BECKER Sie sprechen einen wichtigen Aspekt an. Manche Kulturgeschichtler sagen, in der Frühgeschichte der Menschheit habe sich die Frage nach Gott zuerst am Schicksal der Verstorbenen entzündet: Kann dieser Mensch, den ich einmal geliebt habe, plötzlich nur noch Staub sein – oder gibt es eine Macht, die ihn retten kann? Für uns Christinnen und Christen wird diese Frage in der Dramatik des Ostergeschehens beantwortet. Jesus war einer von uns, er ging alle unsere Wege mit. Nichts Menschliches blieb ihm fremd: der Jubel der Menge, die Niederlage, die Erfahrung des Scheiterns, die Katastrophe des Todes. Wir vertrauen darauf, dass Gott mit ihm unser Geschick wendet, sodass der Tod nicht mehr das letzte Wort hat. Ohne die Hoffnung auf Erlösung und Auferstehung wäre unser christlicher Glaube letztlich sinnlos – wie auch immer man sich das Weiterleben nach dem Tod konkret vorstellen mag.

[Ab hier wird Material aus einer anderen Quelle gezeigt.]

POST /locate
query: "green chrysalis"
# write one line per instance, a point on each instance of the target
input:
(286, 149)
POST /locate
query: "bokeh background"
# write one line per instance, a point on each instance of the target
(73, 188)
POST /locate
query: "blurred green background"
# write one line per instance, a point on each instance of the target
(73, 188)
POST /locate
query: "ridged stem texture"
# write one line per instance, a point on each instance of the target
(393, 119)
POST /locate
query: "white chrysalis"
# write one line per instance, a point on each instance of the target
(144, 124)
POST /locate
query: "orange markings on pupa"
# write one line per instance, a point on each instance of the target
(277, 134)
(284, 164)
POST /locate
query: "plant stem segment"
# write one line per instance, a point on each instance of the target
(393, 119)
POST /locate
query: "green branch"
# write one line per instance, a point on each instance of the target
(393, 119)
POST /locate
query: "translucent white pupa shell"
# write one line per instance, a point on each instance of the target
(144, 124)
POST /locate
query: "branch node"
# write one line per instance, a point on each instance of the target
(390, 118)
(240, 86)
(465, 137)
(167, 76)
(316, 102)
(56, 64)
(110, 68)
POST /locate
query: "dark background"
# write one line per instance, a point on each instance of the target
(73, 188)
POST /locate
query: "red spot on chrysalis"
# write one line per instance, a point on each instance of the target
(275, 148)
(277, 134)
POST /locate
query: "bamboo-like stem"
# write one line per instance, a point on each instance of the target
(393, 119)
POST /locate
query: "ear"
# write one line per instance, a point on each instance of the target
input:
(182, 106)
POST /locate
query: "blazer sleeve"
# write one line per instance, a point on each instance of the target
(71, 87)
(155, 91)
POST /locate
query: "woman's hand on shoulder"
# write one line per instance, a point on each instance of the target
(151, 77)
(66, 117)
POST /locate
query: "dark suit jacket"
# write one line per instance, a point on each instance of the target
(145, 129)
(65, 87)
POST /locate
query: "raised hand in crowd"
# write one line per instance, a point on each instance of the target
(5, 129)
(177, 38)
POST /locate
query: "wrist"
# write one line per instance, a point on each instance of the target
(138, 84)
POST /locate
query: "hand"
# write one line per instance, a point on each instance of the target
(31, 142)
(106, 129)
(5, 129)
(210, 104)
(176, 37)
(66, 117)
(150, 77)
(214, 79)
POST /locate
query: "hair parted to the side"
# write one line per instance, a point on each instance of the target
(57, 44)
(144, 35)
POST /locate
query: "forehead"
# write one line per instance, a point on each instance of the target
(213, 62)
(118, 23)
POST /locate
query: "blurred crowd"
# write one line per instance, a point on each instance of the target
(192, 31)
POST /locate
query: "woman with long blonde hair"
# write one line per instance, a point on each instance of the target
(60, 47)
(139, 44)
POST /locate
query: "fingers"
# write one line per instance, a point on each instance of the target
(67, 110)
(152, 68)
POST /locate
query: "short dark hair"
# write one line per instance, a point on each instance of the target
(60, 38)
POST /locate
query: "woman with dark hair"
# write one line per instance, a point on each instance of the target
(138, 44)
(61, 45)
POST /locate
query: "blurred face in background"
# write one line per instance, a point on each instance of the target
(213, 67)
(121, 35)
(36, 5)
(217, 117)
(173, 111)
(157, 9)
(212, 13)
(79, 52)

Kann es auch ein Sinnbild für die aktuelle Lage der Kirche sein?
BECKER Der Zustand der Kirche bei uns ist in vielerlei Hinsicht tatsächlich nicht gut. Da gibt es nichts zu beschönigen. Es hat Versagen, Fehlverhalten und auch schlimme Verbrechen gegeben. Durch Machtmissbrauch gab es ein erschreckendes Ausmaß an Gewalt. Aus falscher Sorge um das Ansehen der Kirche wurden die Täter geschützt und wurde häufig den Betroffenen nicht genügend Schutz gewährt. Ich selbst empfinde eine große Scham, dass so viel Leid und Unrecht geschehen konnte, auf ganz verschiedenen Ebenen.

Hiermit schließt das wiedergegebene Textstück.